Ask them out right away. This is an especially great strategy on an app like Tinder or Bumble, where both people have to like each other to be able to message. You already know you’re attracted to each other, so there’s no need to beat around the bush! Maintain a playful tone so they know you’re joking, but that you’re also very interested. Say something playful, like, “So about that fancy dinner we’re going to get…”

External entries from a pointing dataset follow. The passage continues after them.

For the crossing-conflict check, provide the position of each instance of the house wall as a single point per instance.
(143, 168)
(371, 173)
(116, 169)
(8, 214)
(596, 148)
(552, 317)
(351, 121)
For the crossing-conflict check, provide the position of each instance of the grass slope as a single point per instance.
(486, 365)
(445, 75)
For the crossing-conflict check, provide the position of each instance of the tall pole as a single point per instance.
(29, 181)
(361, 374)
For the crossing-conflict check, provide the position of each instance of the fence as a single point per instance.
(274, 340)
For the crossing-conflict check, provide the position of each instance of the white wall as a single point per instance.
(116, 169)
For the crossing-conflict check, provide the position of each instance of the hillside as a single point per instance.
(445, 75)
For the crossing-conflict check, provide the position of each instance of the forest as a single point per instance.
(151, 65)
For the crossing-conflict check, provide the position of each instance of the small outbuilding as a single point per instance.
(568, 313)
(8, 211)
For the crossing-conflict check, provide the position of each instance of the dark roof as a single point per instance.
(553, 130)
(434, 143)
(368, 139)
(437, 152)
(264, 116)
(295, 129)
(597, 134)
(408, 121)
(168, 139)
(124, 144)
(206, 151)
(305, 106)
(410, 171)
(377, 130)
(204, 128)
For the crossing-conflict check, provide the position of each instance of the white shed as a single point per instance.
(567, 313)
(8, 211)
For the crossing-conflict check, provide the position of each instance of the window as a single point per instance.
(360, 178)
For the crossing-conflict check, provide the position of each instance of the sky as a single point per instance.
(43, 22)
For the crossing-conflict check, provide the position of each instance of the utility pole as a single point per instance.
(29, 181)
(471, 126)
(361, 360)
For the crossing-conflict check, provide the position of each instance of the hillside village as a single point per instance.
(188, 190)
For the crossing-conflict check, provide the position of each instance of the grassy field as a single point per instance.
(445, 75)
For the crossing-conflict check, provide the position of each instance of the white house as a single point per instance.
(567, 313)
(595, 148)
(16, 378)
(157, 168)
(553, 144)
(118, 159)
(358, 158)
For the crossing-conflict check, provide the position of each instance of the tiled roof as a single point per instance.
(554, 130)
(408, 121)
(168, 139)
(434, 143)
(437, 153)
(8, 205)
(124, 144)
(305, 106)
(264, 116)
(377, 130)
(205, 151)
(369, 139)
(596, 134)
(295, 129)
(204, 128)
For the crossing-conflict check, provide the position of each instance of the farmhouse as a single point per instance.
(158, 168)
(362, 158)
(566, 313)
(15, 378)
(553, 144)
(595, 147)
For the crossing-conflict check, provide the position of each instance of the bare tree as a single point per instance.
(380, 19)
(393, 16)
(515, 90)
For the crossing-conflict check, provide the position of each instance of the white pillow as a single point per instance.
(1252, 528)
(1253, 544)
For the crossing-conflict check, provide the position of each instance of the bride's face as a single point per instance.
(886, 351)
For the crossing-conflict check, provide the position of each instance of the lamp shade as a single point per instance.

Use online dating sites safely. Be honest on your profile, but don’t give out personal information online. Arrange to meet in a crowded public place, like a popular restaurant or cafe, and have your own transportation to and from the date so you don’t have to rely on them to provide it. Never tell your full name, address, or other personal or financial information to someone you’ve only met online. Finding date on an app or website can be fun if you use them correctly. Use common sense and follow your gut instincts!